CREDIT  : Ina FASSBENDER via AFP

Après deux bacs sous Covid-19 et des épreuves remaniées, avec l’apparition du Grand Oral, de nombreux professeurs, parents et élèves pourraient espérer passer une année tranquille, avec un baccalauréat bien défini et sans surprise. Cependant, le ministère de l’Education national n’a pas encore fini son projet de réforme.

Aujourd’hui en France, un nouveau bouleversement est annoncé, à partir de l’année scolaire 2022-2023, pour les élèves de terminale. Jusqu’à présent, la note du baccalauréat se répartissait entre les épreuves finales (français en première ; spécialités, philosophie et grand oral en terminale), à hauteur de 60 %, et le contrôle continu, pour 40 %. Ce dernier est basé sur les « évaluations communes » (contrôles organisés à la même période dans les lycées), ainsi que sur le bulletin scolaire.

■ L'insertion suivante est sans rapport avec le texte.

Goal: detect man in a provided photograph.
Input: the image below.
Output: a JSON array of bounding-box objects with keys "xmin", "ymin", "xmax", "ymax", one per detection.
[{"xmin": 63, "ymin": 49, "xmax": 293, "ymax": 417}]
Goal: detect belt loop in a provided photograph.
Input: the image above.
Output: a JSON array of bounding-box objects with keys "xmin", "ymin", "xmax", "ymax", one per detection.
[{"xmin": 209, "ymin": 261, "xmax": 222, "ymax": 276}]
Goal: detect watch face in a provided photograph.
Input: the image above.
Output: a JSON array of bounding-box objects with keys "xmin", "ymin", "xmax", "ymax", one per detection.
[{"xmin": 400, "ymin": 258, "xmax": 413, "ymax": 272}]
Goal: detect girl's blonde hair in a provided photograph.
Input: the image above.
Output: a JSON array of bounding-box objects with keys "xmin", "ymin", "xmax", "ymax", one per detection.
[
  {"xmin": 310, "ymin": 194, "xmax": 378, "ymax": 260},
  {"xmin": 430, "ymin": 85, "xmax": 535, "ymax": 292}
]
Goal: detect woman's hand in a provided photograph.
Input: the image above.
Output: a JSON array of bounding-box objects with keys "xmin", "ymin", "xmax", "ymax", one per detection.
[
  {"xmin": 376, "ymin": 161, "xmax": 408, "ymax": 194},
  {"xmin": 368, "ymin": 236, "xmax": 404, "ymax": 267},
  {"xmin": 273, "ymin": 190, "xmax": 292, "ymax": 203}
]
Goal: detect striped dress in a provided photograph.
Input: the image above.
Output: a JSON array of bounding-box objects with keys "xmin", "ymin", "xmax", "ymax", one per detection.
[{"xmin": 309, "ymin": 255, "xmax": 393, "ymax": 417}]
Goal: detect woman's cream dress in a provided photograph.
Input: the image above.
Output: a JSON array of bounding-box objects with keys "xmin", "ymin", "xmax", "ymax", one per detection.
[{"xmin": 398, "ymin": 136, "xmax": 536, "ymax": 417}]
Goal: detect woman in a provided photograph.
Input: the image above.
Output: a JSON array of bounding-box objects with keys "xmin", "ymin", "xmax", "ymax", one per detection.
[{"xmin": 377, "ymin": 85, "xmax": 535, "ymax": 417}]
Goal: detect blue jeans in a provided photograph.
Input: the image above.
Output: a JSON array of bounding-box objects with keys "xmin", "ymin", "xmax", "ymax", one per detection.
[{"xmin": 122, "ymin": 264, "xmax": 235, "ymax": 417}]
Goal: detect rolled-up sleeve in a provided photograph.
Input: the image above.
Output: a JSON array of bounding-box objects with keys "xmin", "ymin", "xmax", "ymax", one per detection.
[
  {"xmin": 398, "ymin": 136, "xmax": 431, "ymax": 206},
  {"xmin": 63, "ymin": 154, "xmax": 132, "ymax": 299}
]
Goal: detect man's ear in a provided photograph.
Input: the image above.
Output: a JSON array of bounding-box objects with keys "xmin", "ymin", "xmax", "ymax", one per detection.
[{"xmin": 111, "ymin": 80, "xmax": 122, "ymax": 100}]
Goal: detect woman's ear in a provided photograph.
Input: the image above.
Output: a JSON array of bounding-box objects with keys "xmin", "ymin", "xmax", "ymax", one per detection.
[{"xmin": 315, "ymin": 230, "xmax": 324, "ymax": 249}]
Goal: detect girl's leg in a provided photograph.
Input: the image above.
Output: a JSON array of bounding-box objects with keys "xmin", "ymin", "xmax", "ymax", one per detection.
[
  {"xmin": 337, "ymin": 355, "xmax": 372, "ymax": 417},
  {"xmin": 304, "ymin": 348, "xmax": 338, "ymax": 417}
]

En 2022, le Bac va donc encore changer de forme. En juin, avant même la fin des épreuves, Jean-Michel Blanquer annonçait déjà son souhait de supprimer les épreuves communes, pour renforcer le contrôle continu.

Changement important : l’arrivée des « projets locaux d’évaluation ». Chaque lycée devra remettre à ses enseignants un guide de l’évaluation, spécifiant « les critères d’évaluation, le calendrier, les objectifs à atteindre », nous apprend le Parisien. Cette mesure a pour but de permettre à chaque établissement d’évaluer au mieux leurs élèves, en fonction des moyens locaux et du niveau général des élèves du lycée.

Cependant, “absolument rien n’a été modifié depuis cet été”, indique à BFMTV.com Bruno Bobkiewicz, secrétaire général du Syndicat national des personnels de direction de l’Éducation nationale (SNPDEN-Unsa).

Alors que de nombreux médias expliquent que le baccalauréat allait connaître de nouveaux changements cette année ; an réalité, ces nouvelles “règles du jeu sont connues depuis le mois de juillet”, assure le directeur général de l’enseignement scolaire, Édouard Geffray, à BFMTV.com.